Rising to the Occasion: Local Producers and Roasters
With this growing interest in coffee locally, our Filipino coffee growers and roasters have taken their cue and are rising to the occasion. Businessmen have seen the potential of coffee farming and the interest in locally-sourced products as well as a keen international market.
Mirabueno Coffee’s specialty robusta, enhanced by the expert roasting of SGD, won a coveted gourmet award in 2019 by the AVPA in Milan. Sold exclusively at SGD Coffee in Quezon City and Kapetolyo in Manila, it exhibits pronounced notes of chocolate nibs, dark cherries, butterscotch, and floral aromas.
In Makati, coffee haunt Commune in the trendy Poblacion area is doing its share in demonstrating the superiority of the local beans. Their coffee selection boasts a 100% Philippine coffee line-up—from their single origin Arabicas from Benguet and Bukidnon, to the Commune Blend composed of Benguet Arabica and Cavite Robusta showing notes of milk chocolate and marshmallow.
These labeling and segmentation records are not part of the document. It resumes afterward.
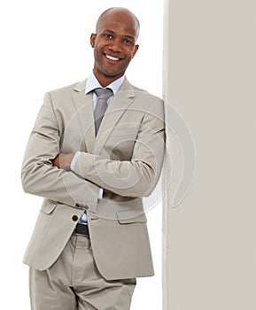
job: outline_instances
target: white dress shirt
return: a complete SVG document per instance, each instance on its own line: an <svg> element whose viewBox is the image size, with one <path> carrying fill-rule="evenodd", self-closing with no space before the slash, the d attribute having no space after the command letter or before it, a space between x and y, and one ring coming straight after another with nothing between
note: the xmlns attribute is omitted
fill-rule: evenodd
<svg viewBox="0 0 256 310"><path fill-rule="evenodd" d="M117 91L120 88L121 84L124 81L124 79L125 79L125 76L123 75L120 78L115 80L111 84L109 84L108 86L105 87L105 89L111 89L112 90L112 94L113 94L107 101L108 105L110 105L112 97L115 96L115 94L117 93ZM97 95L94 91L95 89L104 89L104 88L100 85L100 83L97 81L97 77L95 76L94 73L91 72L91 74L89 75L87 81L86 81L85 93L89 94L89 92L93 92L92 93L92 100L93 100L94 109L96 108L97 99ZM75 165L79 156L80 156L80 151L78 151L75 152L75 154L72 159L72 162L70 165L71 170L74 170L74 165ZM98 198L101 199L102 196L103 196L103 189L100 188L99 192L98 192ZM81 215L79 222L80 223L87 223L86 213L84 213Z"/></svg>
Cailles Coffee House in Lipa, Batangas flourished during the pandemic thanks to the boom in home brewers. Among her single origins, her bourbon Arabica from Atok, Benguet stands out with its intense chocolate and molasses. Her Batangas Liberica is a more delicious and herbaceous interpretation of the Barako, a refined counterpoint to its reputed brawny and bold characteristics.
The local coffee producers still have a long way to go compared to their South American or African counterparts, but both local and international drinkers can attest to its promise. Encouraged by rising demand coupled with the constantly evolving tastes of an adventurous market, our local coffee beans are ready to take on the challenge.